Habilitationsprojekt: Memorablia. Anekdotisches Erzählen und moralische Instruktion in der kaiserzeitlichen Literatur

Die Anekdote ist, eine kurze, episodische Erzählung. In ihr ist ein Protagonist oder eine Protagonistin mit einer außergewöhnlichen Situation konfrontiert, die am Ende pointiert aufgelöst wird. Sie kommt dem gegenwärtigen literaturwissenschaftlichen Interesse an der Referentialität von Texten entgegen.

Das Projekt bestimmt den Charakter der Anekdote als Form des nicht-linearen Erzählens in der griechisch-römischen Literatur neu. Dazu werden die narrativen Strategien antiker Anekdotenschreiber, die spezifischen inhaltlichen und strukturellen Merkmale ihrer Anekdoten, intertextuelle Bezüge innerhalb der Texte sowie die Reflexionen antiker Schriftsteller über die Wirkung ihrer Anekdoten auf die Lenkung der Leserinnen und Leser untersucht. Den Gegenstand der Arbeit bildet die Memorabilien-Literatur der römischen Kaiserzeit. Diese sind, uns sowohl in lateinischer (Valerius Maximus und Frontinus) als auch in griechischer Sprache (Polyainos und Plutarch) überliefert. Um einen übergeordneten Sinnmoment zu erläutern, heben sie Besodnerheiten ausschnitthaft hervor.

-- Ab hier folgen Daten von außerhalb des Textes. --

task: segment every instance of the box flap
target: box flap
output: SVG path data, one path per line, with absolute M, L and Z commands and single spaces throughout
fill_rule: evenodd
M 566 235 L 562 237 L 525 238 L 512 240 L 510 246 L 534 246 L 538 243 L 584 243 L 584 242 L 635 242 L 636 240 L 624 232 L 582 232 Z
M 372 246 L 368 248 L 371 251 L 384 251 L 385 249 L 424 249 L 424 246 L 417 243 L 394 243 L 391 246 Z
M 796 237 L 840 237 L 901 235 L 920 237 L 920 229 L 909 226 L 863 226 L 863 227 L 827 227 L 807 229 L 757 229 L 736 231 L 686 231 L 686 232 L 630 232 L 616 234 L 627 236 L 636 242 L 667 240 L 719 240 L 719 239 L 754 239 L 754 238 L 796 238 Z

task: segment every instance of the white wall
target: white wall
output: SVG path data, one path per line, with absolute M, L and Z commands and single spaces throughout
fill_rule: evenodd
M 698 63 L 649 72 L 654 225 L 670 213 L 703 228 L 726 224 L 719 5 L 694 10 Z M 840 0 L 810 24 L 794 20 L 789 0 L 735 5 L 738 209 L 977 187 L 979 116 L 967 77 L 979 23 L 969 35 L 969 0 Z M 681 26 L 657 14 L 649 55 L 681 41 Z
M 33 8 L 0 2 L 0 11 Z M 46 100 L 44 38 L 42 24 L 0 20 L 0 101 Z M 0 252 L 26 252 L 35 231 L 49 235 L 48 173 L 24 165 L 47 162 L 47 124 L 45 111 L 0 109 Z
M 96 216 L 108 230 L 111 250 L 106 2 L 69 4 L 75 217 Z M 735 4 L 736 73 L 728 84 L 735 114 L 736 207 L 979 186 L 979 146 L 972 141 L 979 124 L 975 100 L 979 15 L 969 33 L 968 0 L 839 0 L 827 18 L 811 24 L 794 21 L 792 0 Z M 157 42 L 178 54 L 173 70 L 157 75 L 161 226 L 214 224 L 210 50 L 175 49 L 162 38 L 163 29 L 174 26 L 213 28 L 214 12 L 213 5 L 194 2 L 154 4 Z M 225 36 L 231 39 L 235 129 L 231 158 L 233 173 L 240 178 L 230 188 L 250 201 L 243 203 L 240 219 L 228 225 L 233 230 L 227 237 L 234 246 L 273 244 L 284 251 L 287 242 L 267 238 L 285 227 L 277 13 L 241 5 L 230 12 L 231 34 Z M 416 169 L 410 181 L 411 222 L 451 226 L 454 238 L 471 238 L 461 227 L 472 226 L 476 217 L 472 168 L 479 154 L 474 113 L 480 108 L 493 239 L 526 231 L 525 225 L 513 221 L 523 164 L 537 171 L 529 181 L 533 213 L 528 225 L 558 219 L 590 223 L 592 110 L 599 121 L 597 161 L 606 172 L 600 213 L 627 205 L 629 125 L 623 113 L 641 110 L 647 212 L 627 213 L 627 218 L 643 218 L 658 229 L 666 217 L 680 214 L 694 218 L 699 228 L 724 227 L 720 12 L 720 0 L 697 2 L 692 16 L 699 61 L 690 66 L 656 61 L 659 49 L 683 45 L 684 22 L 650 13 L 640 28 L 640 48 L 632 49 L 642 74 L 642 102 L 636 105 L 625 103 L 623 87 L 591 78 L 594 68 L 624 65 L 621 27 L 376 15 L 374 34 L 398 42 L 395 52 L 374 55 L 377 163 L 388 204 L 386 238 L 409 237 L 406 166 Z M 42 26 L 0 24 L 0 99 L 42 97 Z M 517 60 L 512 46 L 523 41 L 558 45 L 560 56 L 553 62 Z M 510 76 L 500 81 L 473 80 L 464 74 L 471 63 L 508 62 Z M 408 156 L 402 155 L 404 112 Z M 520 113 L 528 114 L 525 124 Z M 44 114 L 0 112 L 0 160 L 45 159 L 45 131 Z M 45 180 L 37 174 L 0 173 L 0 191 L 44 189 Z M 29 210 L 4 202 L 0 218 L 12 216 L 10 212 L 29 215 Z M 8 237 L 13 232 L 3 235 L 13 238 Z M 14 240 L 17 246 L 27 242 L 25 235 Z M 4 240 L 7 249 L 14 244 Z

Von zentralem Interesse sind dabei die einleitenden Proömien der Memorabilien. In diesen, formulieren Anekdotenschreiber den didaktischen Anspruch ihrer Sammlungen. Ein besonderes Augenmerk wird dabei auf den bislang kaum berücksichtigten Interdependenzen zwischen den moralischen Instruktionen der Memorabilien-Literatur und stoischen beziehungsweise (mittel-)platonischen Theorien und Anleitungen zur Affektkontrolle liegen.
DIe Arbeit lässt neue Erkenntnisse zu Formen und Funktionsweisen nicht-linearen Erzählens in der Antike erwarten. Potenzielle Anknüpfungspunkte ergeben sich einerseits zu den literarischen Techniken anderer stark anekdotenhafter Gattungen wie der Naturgeschichte und Fachschriftstellerei. Andererseits verspricht die intertextuelle Untersuchung des didaktischen Anspruchs der Memorabilien-Literatur, eine bislang von der Forschung vernachlässigte Schnittstelle von Rhetorik und Philosophie aus einer neuen Perspektive zu beleuchten.